Family-run since 1934 and set in an old Victorian house. The corn cakes that hit the table when you sit down are legendary, and the whiskey selection runs deep. Ask about the upstairs rooms for a semi-private group setup.

Order this: The filet, plus extra corn cakes. Trust us.

STK Nashville

Best for: Crews who want dinner and a party in one stop | Price: $$$$

A DJ in the dining room and a scene that leans nightclub after 9pm. If your group wants to roll straight from the last bite into the first round of the night, this is the move. It sits in the Gulch within walking distance of the late-night spots.

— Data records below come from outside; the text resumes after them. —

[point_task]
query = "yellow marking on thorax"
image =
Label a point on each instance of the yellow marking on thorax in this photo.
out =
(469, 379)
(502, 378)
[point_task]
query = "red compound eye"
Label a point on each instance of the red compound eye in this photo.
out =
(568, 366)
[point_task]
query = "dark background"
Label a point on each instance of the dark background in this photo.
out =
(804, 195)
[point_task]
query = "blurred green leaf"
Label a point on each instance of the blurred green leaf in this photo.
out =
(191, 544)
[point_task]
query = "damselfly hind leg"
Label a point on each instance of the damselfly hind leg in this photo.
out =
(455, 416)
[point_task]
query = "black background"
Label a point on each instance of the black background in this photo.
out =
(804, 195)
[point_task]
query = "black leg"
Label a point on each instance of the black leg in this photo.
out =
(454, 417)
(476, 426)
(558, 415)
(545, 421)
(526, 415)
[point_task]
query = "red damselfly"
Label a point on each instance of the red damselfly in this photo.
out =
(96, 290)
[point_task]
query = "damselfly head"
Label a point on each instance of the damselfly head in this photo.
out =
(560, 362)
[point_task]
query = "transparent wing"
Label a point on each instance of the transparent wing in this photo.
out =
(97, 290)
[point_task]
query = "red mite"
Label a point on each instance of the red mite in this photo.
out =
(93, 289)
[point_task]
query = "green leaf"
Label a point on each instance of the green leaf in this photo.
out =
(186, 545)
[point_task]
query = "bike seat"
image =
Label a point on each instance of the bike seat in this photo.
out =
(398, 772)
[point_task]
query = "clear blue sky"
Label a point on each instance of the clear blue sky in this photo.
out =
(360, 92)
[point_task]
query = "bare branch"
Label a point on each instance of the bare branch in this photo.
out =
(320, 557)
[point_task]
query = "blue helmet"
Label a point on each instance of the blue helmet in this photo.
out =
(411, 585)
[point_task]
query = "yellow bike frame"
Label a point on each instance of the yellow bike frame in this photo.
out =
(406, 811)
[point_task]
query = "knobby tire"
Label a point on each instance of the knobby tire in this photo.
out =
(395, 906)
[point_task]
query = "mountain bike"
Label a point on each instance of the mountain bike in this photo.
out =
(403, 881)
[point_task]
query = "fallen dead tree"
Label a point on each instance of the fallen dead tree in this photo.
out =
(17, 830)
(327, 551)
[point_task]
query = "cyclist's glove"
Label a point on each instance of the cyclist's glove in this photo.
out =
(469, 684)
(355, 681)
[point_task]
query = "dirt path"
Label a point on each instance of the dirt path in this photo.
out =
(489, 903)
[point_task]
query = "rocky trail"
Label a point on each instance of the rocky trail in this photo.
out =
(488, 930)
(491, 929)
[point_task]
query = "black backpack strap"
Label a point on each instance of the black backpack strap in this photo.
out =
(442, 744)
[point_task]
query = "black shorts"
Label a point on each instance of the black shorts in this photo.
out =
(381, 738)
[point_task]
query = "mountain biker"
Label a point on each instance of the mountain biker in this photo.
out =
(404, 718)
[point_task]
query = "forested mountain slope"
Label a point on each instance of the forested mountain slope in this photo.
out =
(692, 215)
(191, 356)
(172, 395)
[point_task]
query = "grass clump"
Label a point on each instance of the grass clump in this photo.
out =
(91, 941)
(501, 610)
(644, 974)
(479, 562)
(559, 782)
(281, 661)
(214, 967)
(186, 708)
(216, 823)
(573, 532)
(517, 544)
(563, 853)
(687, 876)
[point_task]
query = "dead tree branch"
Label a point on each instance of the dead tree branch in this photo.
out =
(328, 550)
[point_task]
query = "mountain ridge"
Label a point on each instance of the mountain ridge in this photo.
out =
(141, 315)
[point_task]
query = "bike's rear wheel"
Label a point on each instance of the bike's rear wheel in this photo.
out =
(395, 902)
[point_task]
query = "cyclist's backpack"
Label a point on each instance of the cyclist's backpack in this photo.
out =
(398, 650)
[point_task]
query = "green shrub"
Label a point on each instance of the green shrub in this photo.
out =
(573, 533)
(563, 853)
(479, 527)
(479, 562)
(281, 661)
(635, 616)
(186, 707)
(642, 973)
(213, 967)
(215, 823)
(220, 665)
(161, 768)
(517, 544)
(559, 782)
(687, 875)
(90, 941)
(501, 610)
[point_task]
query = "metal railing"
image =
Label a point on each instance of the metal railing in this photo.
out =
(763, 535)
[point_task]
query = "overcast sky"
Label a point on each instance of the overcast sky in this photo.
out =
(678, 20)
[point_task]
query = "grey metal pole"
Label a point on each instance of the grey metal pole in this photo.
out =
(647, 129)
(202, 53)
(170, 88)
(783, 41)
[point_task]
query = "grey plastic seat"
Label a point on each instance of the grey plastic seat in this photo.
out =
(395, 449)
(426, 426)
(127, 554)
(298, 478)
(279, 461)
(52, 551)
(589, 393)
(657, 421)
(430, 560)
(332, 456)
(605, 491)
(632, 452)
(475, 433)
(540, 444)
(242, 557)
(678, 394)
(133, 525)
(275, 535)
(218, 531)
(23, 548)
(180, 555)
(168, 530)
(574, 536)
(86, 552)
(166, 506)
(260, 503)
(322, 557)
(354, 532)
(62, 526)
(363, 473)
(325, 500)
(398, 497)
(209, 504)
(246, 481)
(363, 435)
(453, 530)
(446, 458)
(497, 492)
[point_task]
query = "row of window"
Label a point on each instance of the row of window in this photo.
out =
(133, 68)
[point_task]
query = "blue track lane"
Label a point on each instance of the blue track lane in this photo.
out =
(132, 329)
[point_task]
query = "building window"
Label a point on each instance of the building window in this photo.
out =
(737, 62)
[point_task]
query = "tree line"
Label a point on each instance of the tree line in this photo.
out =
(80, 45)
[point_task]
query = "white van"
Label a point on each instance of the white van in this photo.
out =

Order this: Lil BRGs to start, then the tomahawk if the group is splitting it.

Harper's Steakhouse

Best for: Trying the new thing | Price: $$$$

One of the newest steak rooms in town and already drawing strong word of mouth heading into 2026. The menu goes beyond beef with elk tenderloin, venison chops, and bison, so the adventurous eaters in your group finally get their moment.

Order this: The 40-day dry-aged bone-in NY strip.

Planning Tips

  • Book 4 to 6 weeks out for Saturday groups of 8 or more, and confirm the headcount 48 hours before. Most rooms charge for no-shows.
  • Ask about private dining minimums. For groups of 12+, a private room often costs little more than what you were going to spend anyway.
  • Do dinner at 6:30 or 7. You keep the full night ahead of you and reservations are easier to land.
  • Put one person in charge of the bill and split it on the app later. Nothing kills a steakhouse exit like ten cards on one check.